A long shot, literally: driving all the way to Colorado Springs to check out a lightly used camping trailer, and it’s not as if I needed one. I own an older but sturdy 13-foot lightweight molded fiberglass outfit that I’ve been dragging behind me for 12 years. It suits me fine, but six years of retirement made me wonder if maybe, just maybe, I deserve a few luxuries, like a bathroom and a bed where two people can sleep side by side. I tried reasoning with myself: I’m not getting any younger.
 

At a coffee shop in Colorado Springs, I apped up the directions. The route to the seller’s house seemed clear, but the street names made me queasy. I’d be required to turn left onto Carefree Circle, then follow a plethora of feel-good street signs that included Splendid Circle, Hopeful Drive, Sedate Lane, Neat Place, and Blissful Circle, all before I reached my destination on Cheerful Road. All this without a prescription for valium. I nearly turned around and headed home. Then I told myself, everything happens for a reason – the kind of platitude upon which this neighborhood was built.

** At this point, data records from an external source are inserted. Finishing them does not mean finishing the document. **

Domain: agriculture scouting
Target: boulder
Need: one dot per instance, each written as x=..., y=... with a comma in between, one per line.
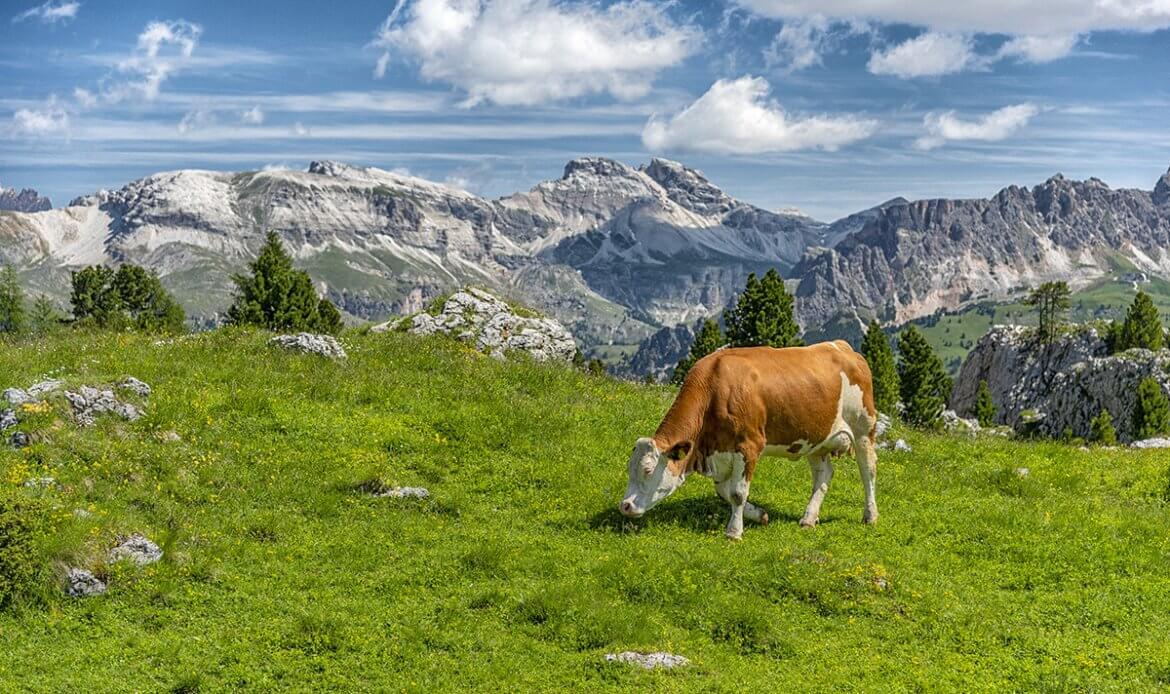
x=309, y=343
x=477, y=317
x=136, y=548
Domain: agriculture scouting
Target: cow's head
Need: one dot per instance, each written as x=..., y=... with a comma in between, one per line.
x=654, y=475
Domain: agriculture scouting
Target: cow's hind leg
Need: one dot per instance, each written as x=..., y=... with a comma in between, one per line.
x=821, y=475
x=867, y=461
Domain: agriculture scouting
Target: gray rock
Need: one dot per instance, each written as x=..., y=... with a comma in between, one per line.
x=132, y=384
x=648, y=660
x=1044, y=390
x=404, y=493
x=81, y=583
x=477, y=317
x=15, y=396
x=137, y=549
x=88, y=403
x=1158, y=442
x=309, y=343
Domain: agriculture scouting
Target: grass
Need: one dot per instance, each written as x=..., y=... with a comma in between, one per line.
x=281, y=574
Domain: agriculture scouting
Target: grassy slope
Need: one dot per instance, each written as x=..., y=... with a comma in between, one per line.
x=520, y=576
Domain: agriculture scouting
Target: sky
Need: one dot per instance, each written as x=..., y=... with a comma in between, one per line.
x=824, y=105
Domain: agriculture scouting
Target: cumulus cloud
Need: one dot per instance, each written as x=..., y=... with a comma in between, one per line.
x=1039, y=49
x=996, y=125
x=49, y=13
x=986, y=16
x=531, y=52
x=253, y=116
x=737, y=117
x=50, y=119
x=927, y=55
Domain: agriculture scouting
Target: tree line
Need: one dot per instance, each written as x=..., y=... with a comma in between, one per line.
x=273, y=295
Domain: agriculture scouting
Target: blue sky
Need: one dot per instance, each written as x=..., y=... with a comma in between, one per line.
x=827, y=105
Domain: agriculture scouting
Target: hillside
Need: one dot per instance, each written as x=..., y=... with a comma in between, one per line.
x=282, y=574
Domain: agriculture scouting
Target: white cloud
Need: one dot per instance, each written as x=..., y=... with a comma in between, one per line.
x=253, y=116
x=197, y=119
x=50, y=12
x=988, y=16
x=1039, y=48
x=736, y=117
x=41, y=122
x=163, y=48
x=927, y=55
x=996, y=125
x=530, y=52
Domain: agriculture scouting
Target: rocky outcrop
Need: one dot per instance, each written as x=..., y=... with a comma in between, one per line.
x=1058, y=387
x=26, y=200
x=477, y=317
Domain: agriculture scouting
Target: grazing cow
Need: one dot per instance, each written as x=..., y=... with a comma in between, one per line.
x=742, y=403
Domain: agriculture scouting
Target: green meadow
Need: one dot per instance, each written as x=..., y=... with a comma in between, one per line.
x=281, y=571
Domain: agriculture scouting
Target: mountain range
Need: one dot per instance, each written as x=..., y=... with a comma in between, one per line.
x=614, y=252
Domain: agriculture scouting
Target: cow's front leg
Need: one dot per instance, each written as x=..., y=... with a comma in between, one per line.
x=821, y=475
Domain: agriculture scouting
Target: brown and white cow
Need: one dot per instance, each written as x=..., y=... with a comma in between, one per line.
x=738, y=404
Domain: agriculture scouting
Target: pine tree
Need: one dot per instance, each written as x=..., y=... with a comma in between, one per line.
x=12, y=302
x=762, y=314
x=1151, y=414
x=984, y=406
x=1101, y=430
x=280, y=297
x=924, y=384
x=708, y=339
x=1051, y=301
x=878, y=352
x=45, y=316
x=1143, y=325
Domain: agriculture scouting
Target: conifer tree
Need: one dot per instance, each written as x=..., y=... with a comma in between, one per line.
x=1151, y=413
x=1143, y=325
x=762, y=314
x=1101, y=428
x=12, y=302
x=984, y=406
x=924, y=384
x=280, y=297
x=708, y=339
x=878, y=352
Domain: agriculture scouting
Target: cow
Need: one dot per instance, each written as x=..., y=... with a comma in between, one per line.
x=737, y=404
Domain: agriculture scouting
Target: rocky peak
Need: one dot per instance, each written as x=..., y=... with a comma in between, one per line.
x=688, y=187
x=26, y=200
x=1162, y=190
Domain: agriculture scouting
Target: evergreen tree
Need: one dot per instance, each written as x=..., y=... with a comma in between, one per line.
x=878, y=352
x=708, y=339
x=130, y=297
x=1151, y=414
x=1051, y=302
x=1101, y=428
x=45, y=317
x=984, y=406
x=12, y=302
x=1143, y=325
x=762, y=314
x=280, y=297
x=924, y=384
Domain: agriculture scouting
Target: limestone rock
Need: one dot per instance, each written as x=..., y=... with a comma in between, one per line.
x=309, y=343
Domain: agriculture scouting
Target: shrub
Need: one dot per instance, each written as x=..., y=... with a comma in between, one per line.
x=762, y=314
x=280, y=297
x=875, y=348
x=22, y=534
x=1151, y=413
x=708, y=339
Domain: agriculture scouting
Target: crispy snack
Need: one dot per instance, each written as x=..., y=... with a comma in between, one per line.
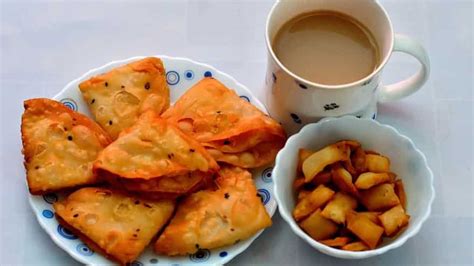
x=377, y=163
x=318, y=227
x=400, y=191
x=59, y=146
x=112, y=223
x=233, y=130
x=355, y=246
x=379, y=197
x=369, y=179
x=150, y=150
x=118, y=97
x=337, y=208
x=343, y=179
x=394, y=219
x=211, y=219
x=324, y=157
x=313, y=201
x=167, y=187
x=364, y=229
x=336, y=242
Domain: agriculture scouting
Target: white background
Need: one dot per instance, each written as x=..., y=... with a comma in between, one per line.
x=45, y=45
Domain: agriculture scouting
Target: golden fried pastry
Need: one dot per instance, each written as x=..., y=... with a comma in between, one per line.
x=167, y=187
x=113, y=223
x=59, y=145
x=210, y=219
x=233, y=130
x=151, y=150
x=118, y=97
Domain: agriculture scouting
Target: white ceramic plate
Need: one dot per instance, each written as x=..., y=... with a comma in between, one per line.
x=181, y=74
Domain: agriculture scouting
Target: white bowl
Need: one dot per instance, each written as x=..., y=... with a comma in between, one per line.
x=407, y=162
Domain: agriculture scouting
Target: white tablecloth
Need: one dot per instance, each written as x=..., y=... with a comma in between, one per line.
x=45, y=45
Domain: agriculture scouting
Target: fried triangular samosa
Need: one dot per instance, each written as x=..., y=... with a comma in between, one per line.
x=150, y=150
x=210, y=219
x=233, y=130
x=118, y=97
x=59, y=145
x=113, y=223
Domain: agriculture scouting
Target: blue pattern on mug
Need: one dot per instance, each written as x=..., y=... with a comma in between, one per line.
x=201, y=255
x=267, y=175
x=84, y=250
x=223, y=254
x=69, y=103
x=48, y=214
x=65, y=233
x=331, y=106
x=208, y=74
x=50, y=198
x=366, y=82
x=264, y=195
x=245, y=98
x=304, y=87
x=188, y=74
x=295, y=118
x=172, y=77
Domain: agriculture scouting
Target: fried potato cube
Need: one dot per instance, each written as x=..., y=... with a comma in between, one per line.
x=358, y=159
x=373, y=216
x=337, y=208
x=302, y=194
x=326, y=156
x=364, y=229
x=336, y=242
x=393, y=220
x=311, y=202
x=400, y=191
x=380, y=197
x=352, y=144
x=355, y=246
x=349, y=167
x=369, y=179
x=323, y=177
x=318, y=227
x=303, y=154
x=298, y=183
x=377, y=163
x=343, y=179
x=371, y=152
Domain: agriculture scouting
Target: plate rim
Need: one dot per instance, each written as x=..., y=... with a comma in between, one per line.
x=97, y=70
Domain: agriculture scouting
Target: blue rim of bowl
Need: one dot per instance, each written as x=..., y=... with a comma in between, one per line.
x=255, y=101
x=353, y=254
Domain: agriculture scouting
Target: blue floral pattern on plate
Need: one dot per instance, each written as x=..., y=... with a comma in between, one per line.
x=181, y=75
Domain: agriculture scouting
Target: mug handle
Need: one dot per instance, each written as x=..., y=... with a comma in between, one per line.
x=406, y=87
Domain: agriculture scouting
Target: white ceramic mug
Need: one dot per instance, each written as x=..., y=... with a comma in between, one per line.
x=294, y=101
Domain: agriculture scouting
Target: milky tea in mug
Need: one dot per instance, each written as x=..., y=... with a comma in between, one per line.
x=326, y=47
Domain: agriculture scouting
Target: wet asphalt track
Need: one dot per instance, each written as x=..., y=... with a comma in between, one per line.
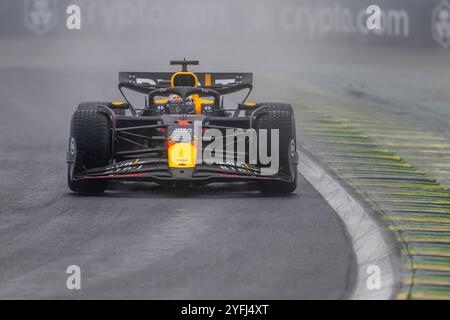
x=139, y=241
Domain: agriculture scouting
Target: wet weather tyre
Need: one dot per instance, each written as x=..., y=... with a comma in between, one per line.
x=89, y=146
x=280, y=116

I saw the trailer parked in a driveway and tried to picture myself towing it up Wolf Creek Pass to one of those summer RV resorts like Happy Valley where waxed and buffed RVers line up like dominos in a highly organized acre or two, with feeding tubes for water and electricity, the strategically placed picnic table beside a gravel pad, and free wifi streaming out of the trees.  

The gentleman who showed me his 17-foot trailer when I arrived qualified as one of those rarified fellows who goes to extraordinary lengths caring for his property. Though it was six years old, the trailer was immaculate, except for the air-conditioner housing on the roof from which he’d knocked a few fins loose backing into a tree limb. Still, what surprised me most was that he, like me, wanted to buy something bigger.

After a thorough inspection of the interior, which included taking down the dinette table so I could recline in the space that transformed into a bed, we stepped outside to circle the unit, perhaps for an opportunity to kick a tire. But no, we stopped, stooped and checked out every notable panel and latch that accessed the trailer’s inner workings. Here, for instance, is the refrigeration, and above it the condenser, and here is the panel for the furnace’s electronic ignition. And here’s where the clean water goes in, and here shoved like a snake into the bumper is the sewer tube for emptying the trailer’s bowels, which includes a nifty magic sprayer wand to stick down the toilet in case any toilet paper remains plastered to the holding tank walls.  

By the time I reached the panel that housed the electric water heater element and switch, and an anode tube in the shape of a hot dog that inserts like a uranium rod into a nuclear reactor, my gray matter started to ferment. I should have been taking notes, because I’d given up trying to memorize his instructions. I just hoped a Trailering for Dummies edition had been published by someone with more desire to figure these things out than me. 

Briefly, I entertained the notion of owning this wheel estate, at least until we rounded a corner and confronted the propane tanks. 

“How much time does it take to use up two tanks of propane?”

“It depends. Which is why I leave the second tank disconnected.”

“I see, so you’ll always have a spare.”

“Not exactly. The trailer automatically switches to the second tank when both are connected. Difficult to figure out how much fuel is left that way.”

“So how do you know when the first tank is empty?”

“The furnace quits, or the water heater, unless I’m hooked up with electricity.”

“I see” I said, and walked back to kick a tire. 

My trailer has a propane tank, too.  Only one, but when I fill it up each spring before my first outing, it always has fuel remaining in it. My two- burner stovetop functions as both furnace and water heater: while I boil water in my teapot, the flame warms the interior. 

The small one-way refrigerator that uses propane has never been lit. Instead, I stick a couple frozen water jugs into the icebox before leaving home. It’s well insulated. And the trailer has never been plugged into electricity except when I store it away for the winter in my barn, just so I can see enough to clean it up. The only 110-volt electrical appliance that came with the unit is a florescent light.    

I could go on with a list of what my trailer lacks, but what’s the use? It is what it is, and it’s not for sale.